Тимофей в сопровождении слуги поднялся по лестнице, прошел длинным коридором, куда выходило множество дверей, и открыл одну из них. Там располагалась мрачноватая комната — ни дать ни взять, передняя какого-нибудь средней руки чиновника. У чиновника рангом повыше тут обязательно был бы еще стол, за которым восседал бы важный секретарь, а в углу торчал бы шкаф, разбухший от бумаг, а то и сундук с перекошенной крышкой… Здесь же можно было увидеть только разнокалиберные стулья, табуреты и скамеечки.

Слуга оценивающе посмотрел на гостя. Акундинов, присмотревшись к мебели, сел на тот из стульев, который казался ему самым «главным».

— Тысяча извинений, синьор, но это — герцогский стул, — осмелился сделать замечание слуга и даже сделал шаг по направлению к гостю.

— Я — князь, — веско ответил Тимоха. — А ежели тебе что-то не по нраву, так вмиг получишь в морду!

По-итальянски фраза прозвучала не так убедительно, как могла бы звучать по-русски.

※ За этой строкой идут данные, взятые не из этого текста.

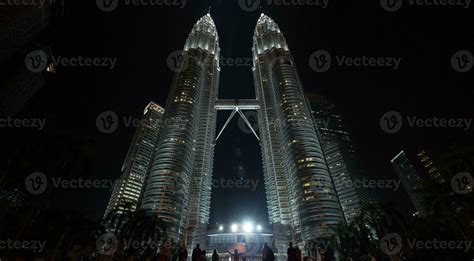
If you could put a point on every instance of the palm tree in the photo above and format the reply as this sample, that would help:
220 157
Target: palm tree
144 230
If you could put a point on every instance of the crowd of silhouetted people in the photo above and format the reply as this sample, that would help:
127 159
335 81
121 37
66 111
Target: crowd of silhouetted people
293 254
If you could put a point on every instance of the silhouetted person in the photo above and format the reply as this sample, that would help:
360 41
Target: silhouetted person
182 253
203 256
236 255
196 253
291 252
270 254
264 252
215 256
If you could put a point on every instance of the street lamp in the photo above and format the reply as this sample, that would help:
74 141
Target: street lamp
234 227
248 227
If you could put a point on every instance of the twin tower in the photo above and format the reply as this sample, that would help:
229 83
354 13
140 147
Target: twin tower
302 202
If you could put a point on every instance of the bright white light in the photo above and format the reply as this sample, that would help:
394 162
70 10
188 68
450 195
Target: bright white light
234 228
248 227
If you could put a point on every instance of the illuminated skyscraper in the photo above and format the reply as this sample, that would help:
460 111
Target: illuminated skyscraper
179 186
293 162
340 154
410 180
128 188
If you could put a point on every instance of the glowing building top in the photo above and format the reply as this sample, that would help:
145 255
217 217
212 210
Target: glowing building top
204 36
267 35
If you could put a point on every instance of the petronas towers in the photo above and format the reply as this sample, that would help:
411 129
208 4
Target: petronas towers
301 199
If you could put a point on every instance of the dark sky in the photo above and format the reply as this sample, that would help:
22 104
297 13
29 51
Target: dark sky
141 38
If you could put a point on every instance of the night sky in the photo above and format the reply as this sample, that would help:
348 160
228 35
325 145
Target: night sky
141 38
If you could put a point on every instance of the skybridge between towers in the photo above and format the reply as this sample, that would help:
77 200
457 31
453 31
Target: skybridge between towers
237 106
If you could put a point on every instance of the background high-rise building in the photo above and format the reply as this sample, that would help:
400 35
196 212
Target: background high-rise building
410 180
340 154
293 162
126 194
178 188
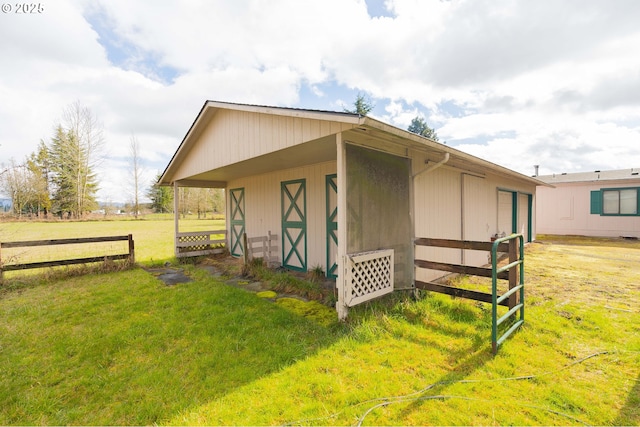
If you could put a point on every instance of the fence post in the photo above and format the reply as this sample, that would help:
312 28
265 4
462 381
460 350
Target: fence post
513 272
132 251
245 247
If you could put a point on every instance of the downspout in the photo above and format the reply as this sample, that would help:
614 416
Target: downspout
432 167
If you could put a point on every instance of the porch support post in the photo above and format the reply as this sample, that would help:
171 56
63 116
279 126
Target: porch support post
341 307
176 216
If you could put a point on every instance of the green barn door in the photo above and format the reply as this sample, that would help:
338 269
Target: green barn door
236 198
294 224
332 225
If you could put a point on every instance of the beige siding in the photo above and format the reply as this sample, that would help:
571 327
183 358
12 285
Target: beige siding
437 203
565 210
452 204
234 136
263 211
477 216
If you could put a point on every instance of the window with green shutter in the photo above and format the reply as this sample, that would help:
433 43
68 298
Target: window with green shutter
596 202
616 202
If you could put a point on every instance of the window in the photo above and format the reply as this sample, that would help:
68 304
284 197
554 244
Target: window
615 201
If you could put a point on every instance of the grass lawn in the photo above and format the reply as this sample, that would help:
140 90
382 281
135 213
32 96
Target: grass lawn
153 237
122 348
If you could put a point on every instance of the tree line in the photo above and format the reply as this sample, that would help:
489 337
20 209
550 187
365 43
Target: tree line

Да и языком-то этим Тимофей занимался не больше чем с полгода. Еще хорошо, что латынь, которую он не совсем забыл, хоть и немного, но походила на «итальяно».

— Это — герцогский стул, — повторил слуга, подхватывая его под локоть.

Может, если не было бы встречи с римскими грабителями, то Тимофей был бы более вежлив. А тут какая-то фря его, наследника русского трона, с драного стула сгоняет!

— Ах ты, скотина гребаная! Мать твою, порка мадонна! — вскипел Тимофей, вскакивая со стула. И, не обращая внимания на то, что малый был на полголовы выше его, безо всяких ухищрений врезал по сопатке.

А парень-то не привык к такому обращению! Вот и ладненько! Может, у них, в италиях, положено нерадивому слуге затрещину отвешивать, или по-бабьи, пощечину… Войдя в азарт, Тимофей стукнул парня еще раз, потом — еще. А тот, вжавшись в угол, даже и не сопротивлялся, а лишь пытался закрывать лицо руками и все повторял что-то. Такого даже и бить-то противно. Ну никакого удовольствия.